Une tradition d’hospitalité
Les blessures du génocide de 1994 contre les Tutsi agissent de manière complexe. Comme l’a récemment souligné l’écrivaine franco-rwandaise Scholastique Mukasonga, le « Partenariat pour la migration et le développement économique » signé le 14 avril entre Londres et Kigali s’inscrit dans le cadre d’idées profondément ancrées sur l’hospitalité rwandaise. Le Rwanda a, dans l’histoire récente, accueilli de nombreux réfugiés venus d’Afrique centrale et d’Afrique orientale. Il a également développé une politique étrangère proactive dans laquelle l’expérience du génocide de 1994 peut servir de levier diplomatique.
Cela s’est traduit notamment par l’envoi de soldats rwandais dans les missions de paix de l’ONU - au Soudan, au Mali, en Haïti et en République centrafricaine -, ainsi que par le récent accord bilatéral passé avec le Mozambique pour le déploiement de troupes rwandaises dans la province septentrionale de Cabo Delgado, en proie à une insurrection djihadiste.
En janvier 2020, le président Kagame a été reçu au King’s College de Londres. L’événement était présidé par Alexander Downer. Ministre australien des Affaires étrangères du gouvernement de John Howard de 1996 à 2017, Downer a été l’architecte de la politique de son pays visant à détenir des demandeurs d’asile dans des camps offshore. En février 2022, il a été investi de la mission de passer en revue la Border Force du Royaume-Uni [NDLR : une agence chargée de coordonner les opérations de contrôle aux frontières du royaume dans les ports, les aéroports et les gares], et s’est fait l’avocat de la délocalisation des centres de traitement des exilés vers d’autres États, parmi lesquels furent suggérés Chypre, Nauru, le Ghana, l’île de l’Ascension (3) ou encore l’Albanie.
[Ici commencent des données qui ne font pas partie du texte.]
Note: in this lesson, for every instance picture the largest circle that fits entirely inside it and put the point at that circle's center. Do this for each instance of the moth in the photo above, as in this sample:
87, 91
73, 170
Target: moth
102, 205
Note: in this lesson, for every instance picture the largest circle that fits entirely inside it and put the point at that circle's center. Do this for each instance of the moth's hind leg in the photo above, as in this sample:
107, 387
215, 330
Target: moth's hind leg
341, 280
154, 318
Finalement, c’est avec le Rwanda que le Royaume-Uni a trouvé un terrain d’entente.
Des relations inégales
Le gouvernement rwandais est bien au fait des inégalités économiques et politiques structurelles de ce monde. Ce type de partenariat ouvre une série de voies pour que des fonds puissent circuler sans que des contrôles stricts des accords puissent être effectués. La pandémie mondiale du Covid-19 a fait chuter la croissance du PIB du Rwanda de 9,46 % en 2019 à -3,35 % en 2020. Le président Kagame a dénoncé à raison les inégalités mondiales dans la vente et la distribution du vaccin.
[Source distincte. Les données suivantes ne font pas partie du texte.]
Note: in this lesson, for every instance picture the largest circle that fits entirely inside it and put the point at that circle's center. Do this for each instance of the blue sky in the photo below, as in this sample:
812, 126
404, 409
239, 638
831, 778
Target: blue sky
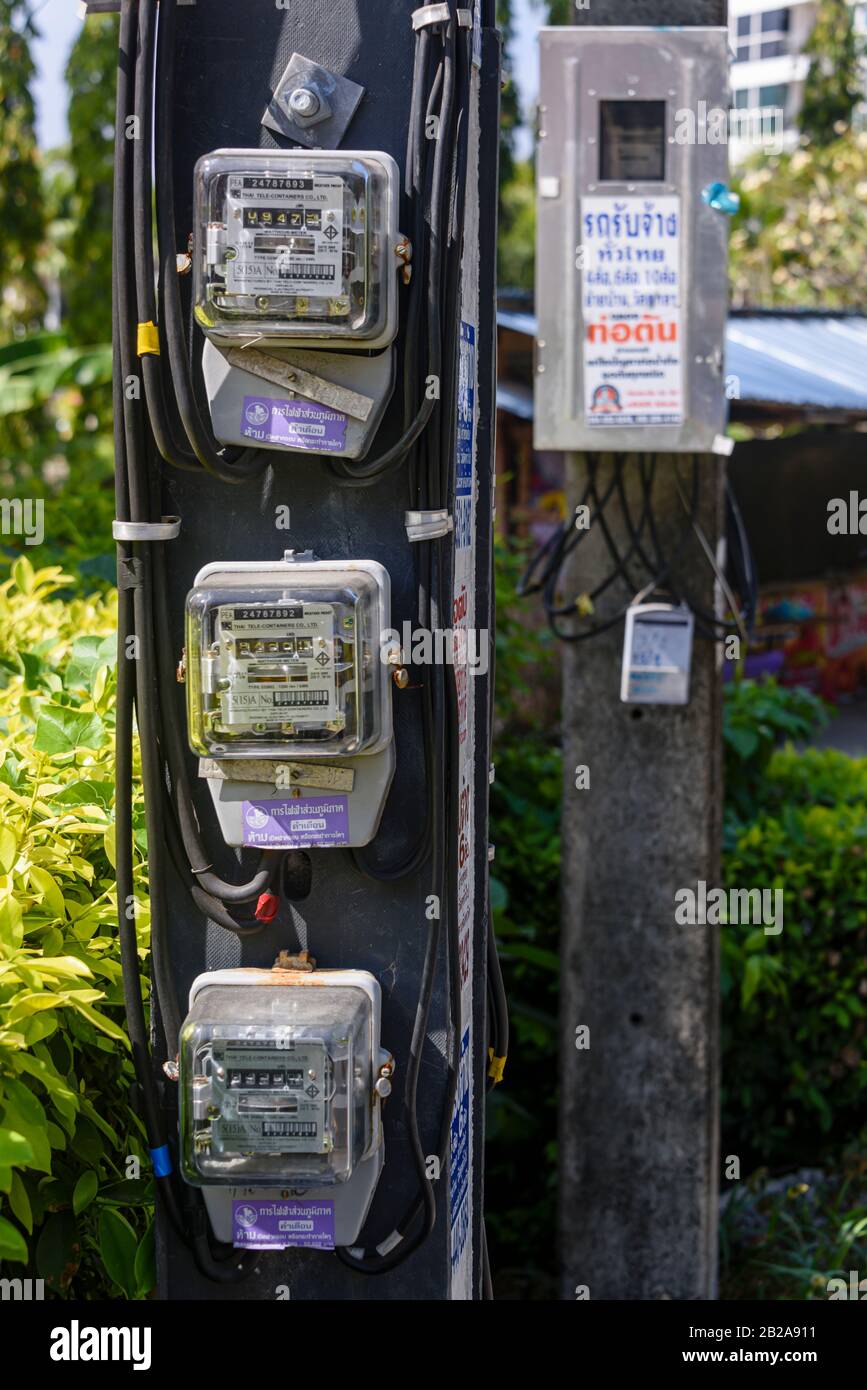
59, 24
Lorsque je me suis rendu à Kigali en janvier 2021, j’ai découvert une ville en proie à d’immenses tensions. En milieu urbain, les gens avaient faim, et la difficulté d’accès au vaccin créait une pression énorme sur des secteurs clés comme le tourisme. C’est en réponse à cette situation critique que les négociations alors en cours avec le Danemark comprenaient initialement un accord sur des dons de vaccins, que le Rwanda a finalement fermement rejeté.
L’approche carcérale du contrôle des frontières est véhiculée à travers une série de réseaux transnationaux qui ont pour arrière-plan des relations économiques et géopolitiques mondiales inégales. Il est important de comprendre d’où vient cette approche, pourquoi elle gagne du terrain et où elle est expérimentée afin de la remettre en question.
Notes
1- Ce paragraphe est un ajout de la rédaction d’Afrique XXI.
2- Lire à ce sujet Jason Burke, « Rwanda president suggests UK extradite genocide suspects after asylum deal », The Guardian, 16 mai 2022.
3- Il s’agit d’une île de l’océan Atlantique Sud située entre l’Afrique et l’Amérique du Sud, au large du Liberia, qui fait partie du territoire britannique d’outre-mer de Sainte-Hélène, Ascension et Tristan da Cunha.